Once he’d been a gunslinger, hottest outlaw from the wild, wild East. Freed of constraints, he lived a carefree life in college, screwing around with the girls faster than a quant fund rebalanced its portfolio. He had no constraints on life.
The world was his oyster. And then it snapped shut. But he was happy.
He’d loved her. His one and only. In his mind, she was beyond beautiful—her body like a jet fighter, not a cubic centimeter of wasted space, her mind just as lethal and keen. He no longer remembered chasing after her, though his romantic antics still the stuff of legend at the college years later, recounted by upperclassmen to underclassmen as a fairytale. How, once, when he had no money but all the confidence of a magician, he’d plowed a fifty-meter heart in the snow for her on Valentine’s Day with nothing more than a pair of old hiking boots.

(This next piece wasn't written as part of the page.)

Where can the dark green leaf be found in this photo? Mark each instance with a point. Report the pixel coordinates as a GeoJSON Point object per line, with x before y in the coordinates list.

That love was gone forever now, like tears in the rain.
And he’d definitely forgotten that first kiss. Beneath a darkened sky, the howling wind against their cramped dormitory, his hands on her shoulders, his thin lips against her ruby red. And Sinatra’s voice filling their hearts, telling him that he must have her.
He took another shot of the heavy alcohol, the sour whisky that none of the Hong Kongers drank, that was still less lonely than him. He looked up at the ceiling.

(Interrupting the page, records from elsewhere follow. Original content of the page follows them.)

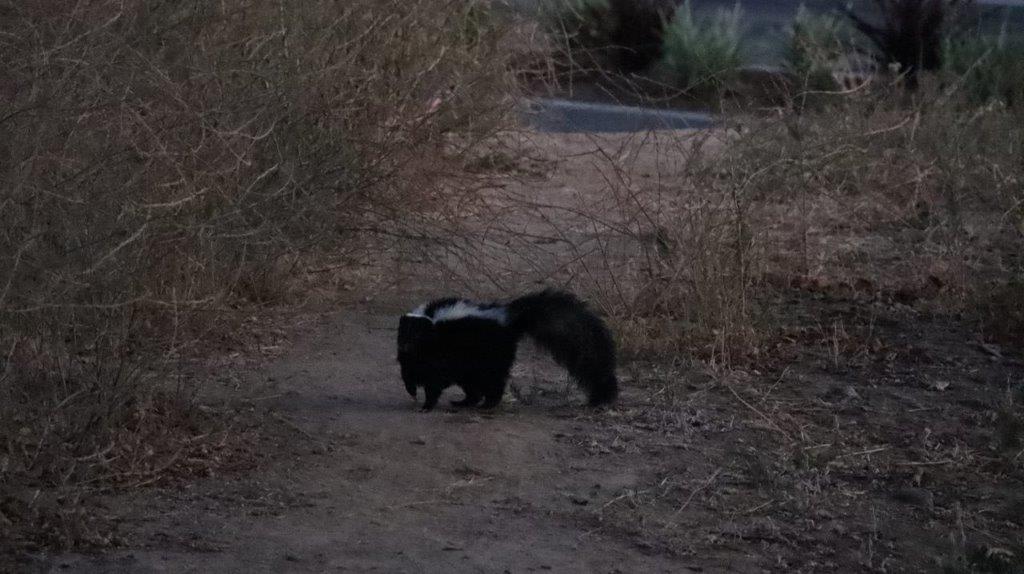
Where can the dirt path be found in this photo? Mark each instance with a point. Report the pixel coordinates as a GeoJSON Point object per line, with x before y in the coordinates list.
{"type": "Point", "coordinates": [378, 486]}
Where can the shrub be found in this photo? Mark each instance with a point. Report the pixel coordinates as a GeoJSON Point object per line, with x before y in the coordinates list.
{"type": "Point", "coordinates": [164, 163]}
{"type": "Point", "coordinates": [704, 53]}
{"type": "Point", "coordinates": [815, 44]}
{"type": "Point", "coordinates": [988, 69]}
{"type": "Point", "coordinates": [911, 33]}
{"type": "Point", "coordinates": [626, 35]}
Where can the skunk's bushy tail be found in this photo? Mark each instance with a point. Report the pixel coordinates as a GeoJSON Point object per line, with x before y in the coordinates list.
{"type": "Point", "coordinates": [577, 338]}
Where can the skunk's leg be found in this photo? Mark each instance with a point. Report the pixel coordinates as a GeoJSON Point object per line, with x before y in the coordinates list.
{"type": "Point", "coordinates": [472, 398]}
{"type": "Point", "coordinates": [432, 392]}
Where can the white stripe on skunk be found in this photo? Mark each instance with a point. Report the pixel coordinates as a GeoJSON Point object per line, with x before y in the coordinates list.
{"type": "Point", "coordinates": [462, 310]}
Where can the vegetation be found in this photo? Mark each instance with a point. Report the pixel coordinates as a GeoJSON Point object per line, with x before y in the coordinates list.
{"type": "Point", "coordinates": [816, 44]}
{"type": "Point", "coordinates": [987, 69]}
{"type": "Point", "coordinates": [911, 34]}
{"type": "Point", "coordinates": [165, 166]}
{"type": "Point", "coordinates": [621, 35]}
{"type": "Point", "coordinates": [704, 53]}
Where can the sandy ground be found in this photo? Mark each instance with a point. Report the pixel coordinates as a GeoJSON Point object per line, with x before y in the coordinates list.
{"type": "Point", "coordinates": [379, 486]}
{"type": "Point", "coordinates": [867, 442]}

Alone. It was a small room filled with mementos from his past lives. The Express shirts from back when he used to go clubbing. The silver-blue argyle sweater from when he still paid tuition. The gray hoodie from his high school swimming days, back when his shoulders were still wider than his waistline.
He remembered the girl from high school. He he’d fucked around on her, with the brainy debater, the sleek, slim swimmer. The giggling volleyball players. It didn’t take much to bag them, just a few drinks and a ride in his parent’s Mercedes. He still laughed when he thought of all the unlucky fools which had sat on that leather backseat.

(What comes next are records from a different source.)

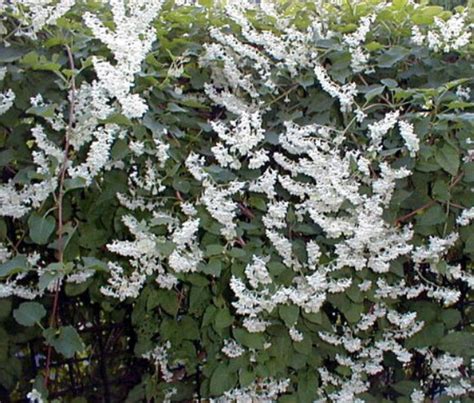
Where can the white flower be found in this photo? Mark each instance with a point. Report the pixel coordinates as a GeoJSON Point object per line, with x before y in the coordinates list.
{"type": "Point", "coordinates": [463, 93]}
{"type": "Point", "coordinates": [411, 140]}
{"type": "Point", "coordinates": [34, 396]}
{"type": "Point", "coordinates": [257, 272]}
{"type": "Point", "coordinates": [296, 335]}
{"type": "Point", "coordinates": [466, 217]}
{"type": "Point", "coordinates": [6, 100]}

He willed himself to forget it. 100-hour workweeks had helped, but not completely.
The party outside his room was still noisy, still fresh. New people were streaming in, their hearts held open by liberal amounts of pretty interns and Bailey’s.
And then one of those moments came, when a dozen different conversations simultaneously ceased. A tinkling laugh rang out like rain, acid rain. Ivana, that’s what her name was. He wondered how many of her fellow analysts were stealing glances at her ass right now. If he had been two years younger he would have wanted a piece of that, too.
But after the giggle, that’s when he heard the words. At first, he couldn’t believe it, but then it became clear—someone was singing it. Singing his song. The song with which he had wooed the girl of his dreams.
Tricked by the music, his memory would not cooperate. He remembered how her heart had tapped a rhythm on his fingertips, and how that beat had quickened as his hand moved from her neck to her shoulder, to her breast.
He stopped trying to forget. The whiskey burned another trail down his throat.
This night, he thought. Before the night was through, he would find her. And he would hope that she would still forgive him.
So they could get it right again.
He crossed his fingers and opened his bedroom door. No one looked at him as he left. Just another suited gunslinger in Central.